4. Develop a realistic writing timeline together with specific, achievable goals for everyone. When my head is totally in the game and my heavy planning is complete, I can sit down and bang out a well-formed 25-page draft in two or three days (if my schedule is clear). For heavy revisers and most students, that’s ludicrous (it is for me too sometimes). Earlier in the writing process with your student co-authors, you probably did some freewriting, and that’s a good place to start your schedule-thinking. Talk about how long that took, how comfortable they are with the writing style, and what their schedules look like over the next few weeks. I try to be ambitious without being crazy about it. Typically I set a 5-6 week writing period, and we discuss what we will have to or for each other by specific set weekly dates. The schedule will definitely need to be adjusted, but it gives the writing activities structure and the writers accountability. The weekly deadlines are good for me too because I don’t want to not hit a deadline when I’m trying to model professionalism and prioritization. We usually would meet a day or two after one of those deadlines to exchange revising advice and feedback, then move forward toward the next goal.

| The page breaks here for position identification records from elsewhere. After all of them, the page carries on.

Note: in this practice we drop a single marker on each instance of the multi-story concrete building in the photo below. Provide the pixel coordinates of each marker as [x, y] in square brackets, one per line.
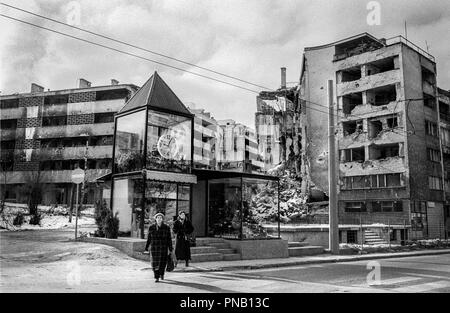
[208, 139]
[240, 148]
[277, 128]
[390, 158]
[444, 124]
[46, 134]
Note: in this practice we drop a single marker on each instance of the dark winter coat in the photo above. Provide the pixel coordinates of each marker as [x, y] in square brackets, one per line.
[160, 241]
[182, 248]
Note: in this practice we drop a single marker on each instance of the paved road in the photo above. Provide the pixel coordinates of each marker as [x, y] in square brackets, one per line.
[46, 261]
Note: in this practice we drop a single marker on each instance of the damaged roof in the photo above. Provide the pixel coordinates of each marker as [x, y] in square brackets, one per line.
[155, 93]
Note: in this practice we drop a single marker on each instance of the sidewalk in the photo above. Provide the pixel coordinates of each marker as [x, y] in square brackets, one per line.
[293, 261]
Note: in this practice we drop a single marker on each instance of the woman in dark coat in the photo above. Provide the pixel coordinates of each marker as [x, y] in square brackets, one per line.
[182, 228]
[160, 240]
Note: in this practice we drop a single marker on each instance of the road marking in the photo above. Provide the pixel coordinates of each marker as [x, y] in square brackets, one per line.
[423, 287]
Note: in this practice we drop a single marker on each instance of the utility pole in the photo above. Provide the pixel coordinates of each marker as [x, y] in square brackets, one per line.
[332, 176]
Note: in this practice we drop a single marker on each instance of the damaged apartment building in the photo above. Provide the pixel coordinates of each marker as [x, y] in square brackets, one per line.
[278, 129]
[46, 134]
[392, 163]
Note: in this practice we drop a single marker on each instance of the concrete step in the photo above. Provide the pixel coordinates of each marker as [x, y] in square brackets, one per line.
[226, 251]
[297, 244]
[231, 257]
[203, 249]
[207, 257]
[220, 245]
[303, 251]
[204, 241]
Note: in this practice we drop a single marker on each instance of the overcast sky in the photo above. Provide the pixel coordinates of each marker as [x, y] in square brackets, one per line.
[248, 39]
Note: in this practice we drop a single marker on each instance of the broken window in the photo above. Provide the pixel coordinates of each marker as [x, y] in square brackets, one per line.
[349, 102]
[428, 76]
[56, 99]
[429, 101]
[111, 94]
[351, 74]
[431, 128]
[104, 117]
[392, 122]
[381, 95]
[351, 127]
[356, 206]
[8, 124]
[375, 128]
[380, 66]
[353, 155]
[434, 155]
[377, 152]
[54, 120]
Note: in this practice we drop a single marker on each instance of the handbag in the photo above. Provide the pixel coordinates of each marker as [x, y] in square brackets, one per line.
[191, 240]
[170, 265]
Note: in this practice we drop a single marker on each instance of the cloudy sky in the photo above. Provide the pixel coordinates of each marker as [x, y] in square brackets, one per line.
[248, 39]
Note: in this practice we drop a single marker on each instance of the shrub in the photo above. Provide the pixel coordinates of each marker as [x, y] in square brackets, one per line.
[111, 228]
[35, 219]
[18, 220]
[101, 213]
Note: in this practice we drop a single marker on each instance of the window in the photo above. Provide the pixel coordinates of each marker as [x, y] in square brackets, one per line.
[352, 127]
[392, 122]
[431, 128]
[433, 155]
[352, 236]
[372, 181]
[434, 183]
[387, 206]
[103, 117]
[353, 155]
[355, 207]
[8, 124]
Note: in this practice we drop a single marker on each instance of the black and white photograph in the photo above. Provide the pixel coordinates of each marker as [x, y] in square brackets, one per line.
[224, 152]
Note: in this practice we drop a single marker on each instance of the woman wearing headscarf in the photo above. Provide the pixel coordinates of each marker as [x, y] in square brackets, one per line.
[160, 241]
[182, 228]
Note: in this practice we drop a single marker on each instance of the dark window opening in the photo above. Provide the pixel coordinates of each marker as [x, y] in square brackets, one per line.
[352, 236]
[377, 152]
[9, 103]
[104, 117]
[354, 207]
[352, 127]
[353, 155]
[351, 74]
[111, 94]
[54, 120]
[382, 95]
[8, 124]
[429, 101]
[375, 128]
[57, 99]
[431, 128]
[349, 102]
[392, 122]
[428, 76]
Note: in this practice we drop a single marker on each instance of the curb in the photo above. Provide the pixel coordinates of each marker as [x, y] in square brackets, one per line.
[319, 261]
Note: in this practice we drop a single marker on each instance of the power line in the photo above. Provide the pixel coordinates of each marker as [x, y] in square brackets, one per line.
[134, 46]
[128, 53]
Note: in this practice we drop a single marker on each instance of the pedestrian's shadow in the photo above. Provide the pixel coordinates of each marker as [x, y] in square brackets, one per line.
[197, 286]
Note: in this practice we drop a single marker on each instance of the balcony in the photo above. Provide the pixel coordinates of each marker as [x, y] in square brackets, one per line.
[372, 167]
[75, 130]
[66, 153]
[369, 82]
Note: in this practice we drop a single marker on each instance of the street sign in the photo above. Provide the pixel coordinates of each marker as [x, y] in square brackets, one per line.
[77, 176]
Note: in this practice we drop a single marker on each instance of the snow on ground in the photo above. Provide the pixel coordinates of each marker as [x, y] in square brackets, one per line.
[53, 217]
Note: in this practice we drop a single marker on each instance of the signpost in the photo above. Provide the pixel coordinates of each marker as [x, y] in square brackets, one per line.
[77, 178]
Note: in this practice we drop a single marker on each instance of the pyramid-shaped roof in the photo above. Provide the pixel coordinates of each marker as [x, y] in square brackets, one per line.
[156, 94]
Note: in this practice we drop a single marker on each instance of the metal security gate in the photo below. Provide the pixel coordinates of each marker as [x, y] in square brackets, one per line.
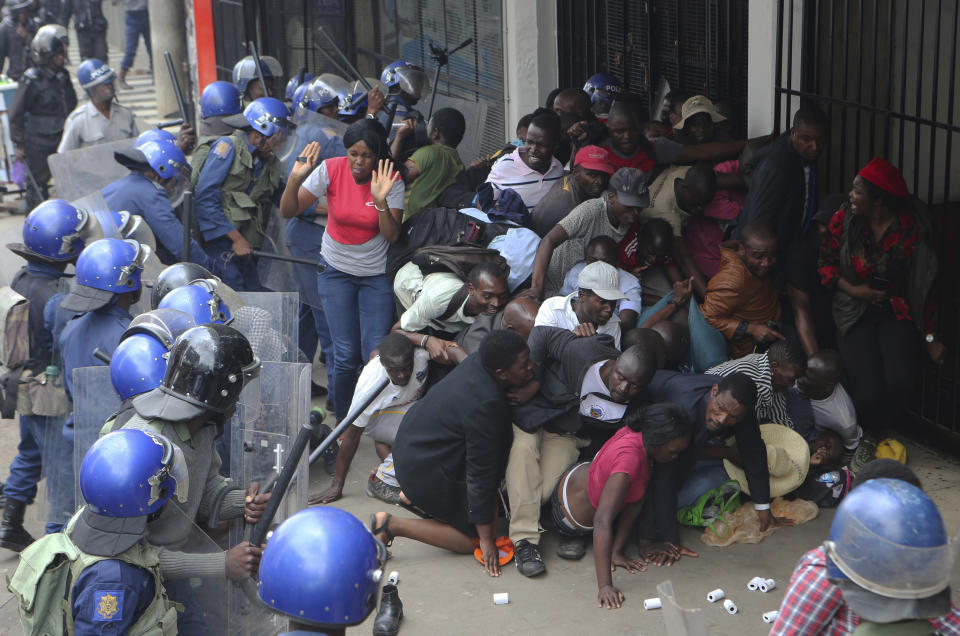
[885, 72]
[698, 46]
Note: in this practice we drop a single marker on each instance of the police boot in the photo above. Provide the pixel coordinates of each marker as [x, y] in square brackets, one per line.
[13, 536]
[387, 621]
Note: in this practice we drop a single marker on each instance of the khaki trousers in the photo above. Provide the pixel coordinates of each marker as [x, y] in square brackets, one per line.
[535, 465]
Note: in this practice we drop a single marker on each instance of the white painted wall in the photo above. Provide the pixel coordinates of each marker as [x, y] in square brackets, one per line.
[529, 57]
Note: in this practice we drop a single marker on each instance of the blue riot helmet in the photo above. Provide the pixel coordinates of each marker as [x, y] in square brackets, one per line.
[200, 300]
[352, 105]
[245, 71]
[173, 276]
[603, 88]
[94, 72]
[889, 552]
[207, 369]
[294, 83]
[132, 473]
[106, 268]
[52, 232]
[321, 566]
[155, 134]
[407, 78]
[218, 99]
[139, 362]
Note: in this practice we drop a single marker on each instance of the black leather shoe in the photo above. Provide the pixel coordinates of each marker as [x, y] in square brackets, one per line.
[387, 621]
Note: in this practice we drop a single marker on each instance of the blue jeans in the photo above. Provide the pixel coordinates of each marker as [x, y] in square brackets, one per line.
[360, 313]
[239, 273]
[705, 475]
[137, 24]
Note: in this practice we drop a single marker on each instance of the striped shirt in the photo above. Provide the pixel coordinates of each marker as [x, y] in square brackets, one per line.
[511, 172]
[771, 405]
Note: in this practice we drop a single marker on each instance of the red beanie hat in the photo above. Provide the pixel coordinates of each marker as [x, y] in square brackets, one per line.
[885, 176]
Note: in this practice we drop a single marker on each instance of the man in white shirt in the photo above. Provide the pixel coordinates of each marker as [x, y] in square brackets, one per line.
[590, 309]
[832, 407]
[406, 368]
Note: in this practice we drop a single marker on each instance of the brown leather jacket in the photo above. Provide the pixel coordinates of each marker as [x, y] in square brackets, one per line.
[735, 295]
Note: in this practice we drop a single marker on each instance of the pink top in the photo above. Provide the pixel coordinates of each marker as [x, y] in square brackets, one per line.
[623, 453]
[704, 233]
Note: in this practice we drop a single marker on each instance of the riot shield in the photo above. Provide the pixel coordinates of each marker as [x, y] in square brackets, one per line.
[260, 448]
[77, 173]
[269, 320]
[94, 401]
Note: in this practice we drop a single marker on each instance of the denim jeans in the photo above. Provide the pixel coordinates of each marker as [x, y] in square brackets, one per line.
[360, 312]
[705, 474]
[137, 24]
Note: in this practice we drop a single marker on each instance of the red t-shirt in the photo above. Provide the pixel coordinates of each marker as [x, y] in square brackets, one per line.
[623, 453]
[351, 216]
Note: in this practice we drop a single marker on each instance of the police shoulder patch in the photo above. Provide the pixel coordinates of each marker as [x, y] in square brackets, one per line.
[107, 605]
[222, 149]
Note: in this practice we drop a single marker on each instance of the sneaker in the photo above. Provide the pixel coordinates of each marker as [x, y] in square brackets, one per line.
[379, 489]
[529, 561]
[571, 548]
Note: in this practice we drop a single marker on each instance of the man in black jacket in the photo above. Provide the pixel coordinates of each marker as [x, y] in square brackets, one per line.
[451, 450]
[585, 387]
[719, 408]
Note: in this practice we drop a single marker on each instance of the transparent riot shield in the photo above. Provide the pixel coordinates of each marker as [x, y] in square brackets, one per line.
[269, 321]
[94, 401]
[260, 448]
[77, 173]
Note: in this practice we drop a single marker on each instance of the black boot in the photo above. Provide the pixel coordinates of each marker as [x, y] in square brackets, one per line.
[13, 536]
[387, 621]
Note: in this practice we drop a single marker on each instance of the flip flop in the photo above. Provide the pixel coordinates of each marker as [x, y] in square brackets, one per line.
[383, 528]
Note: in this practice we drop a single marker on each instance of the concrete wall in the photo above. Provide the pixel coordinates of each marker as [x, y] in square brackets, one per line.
[529, 57]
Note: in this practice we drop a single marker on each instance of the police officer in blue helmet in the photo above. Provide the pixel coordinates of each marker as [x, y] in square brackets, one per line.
[247, 80]
[322, 568]
[101, 575]
[235, 184]
[602, 88]
[51, 241]
[218, 100]
[100, 119]
[159, 175]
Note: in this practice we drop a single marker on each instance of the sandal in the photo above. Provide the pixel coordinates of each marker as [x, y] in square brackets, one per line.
[384, 528]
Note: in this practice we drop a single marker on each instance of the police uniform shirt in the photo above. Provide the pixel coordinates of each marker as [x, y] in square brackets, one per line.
[109, 597]
[86, 126]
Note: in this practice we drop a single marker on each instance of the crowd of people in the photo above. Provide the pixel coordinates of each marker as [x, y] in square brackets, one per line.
[591, 329]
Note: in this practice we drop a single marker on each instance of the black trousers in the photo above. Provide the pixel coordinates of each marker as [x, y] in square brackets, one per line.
[882, 359]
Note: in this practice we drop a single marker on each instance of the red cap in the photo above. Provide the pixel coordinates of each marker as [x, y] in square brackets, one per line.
[594, 158]
[885, 176]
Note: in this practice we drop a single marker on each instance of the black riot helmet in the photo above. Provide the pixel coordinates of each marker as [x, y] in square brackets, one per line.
[174, 276]
[49, 40]
[208, 367]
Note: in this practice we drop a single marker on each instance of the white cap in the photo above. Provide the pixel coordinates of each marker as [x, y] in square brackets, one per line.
[602, 279]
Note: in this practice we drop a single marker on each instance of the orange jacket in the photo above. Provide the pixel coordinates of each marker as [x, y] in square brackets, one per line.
[735, 295]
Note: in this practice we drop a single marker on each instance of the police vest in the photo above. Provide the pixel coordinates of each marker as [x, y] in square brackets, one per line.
[44, 581]
[247, 211]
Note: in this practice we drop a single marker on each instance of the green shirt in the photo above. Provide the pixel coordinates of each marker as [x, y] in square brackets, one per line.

5. Build in a lot of revision time. And resist your inner old blue-haired grammar teacher. Arguably revision is the most important and most challenging part of this writing process because revision can be mysterious for students. While we might teach excellent strategies for revising academic writing, we know that it’s often more expedient for them to skip it and just turn something in. But revising your article is the time to be at your best as a mentor and to control your own urges to “just fix it” so that students really see you as a co-author. I certainly struggle with this a great deal, usually because I know what the student is trying to say and it’s just easier to change it myself…and because I’m an excellent style mimic and I know I’ll get away with it (I worked on a mentor’s textbook in graduate school, and to this day she isn’t sure whether she wrote those chapters or I did).

So I try to check my natural tendencies until it’s useful for the students to be learning, and as we get closer to the end I let my editor out slowly. I’ve found that students really appreciate this because it shows I take their writing seriously, that I want them to help me improve mine as well, and that I’ll make sure everything is up to publication standard in the end. And PS – going overboard fixing every single grammar mistake after the first draft is really a waste of time since much of that work is likely to get revised anyway. Revise for content before editing for grammar.

Hopefully these tips will help you manage the collaborative writing process with your student co-authors and result in many excellent experiences and publications. Thank you for reading this series, and I hope you have found it helpful. Looking forward to seeing your co-authored publications in SoTL journals very soon!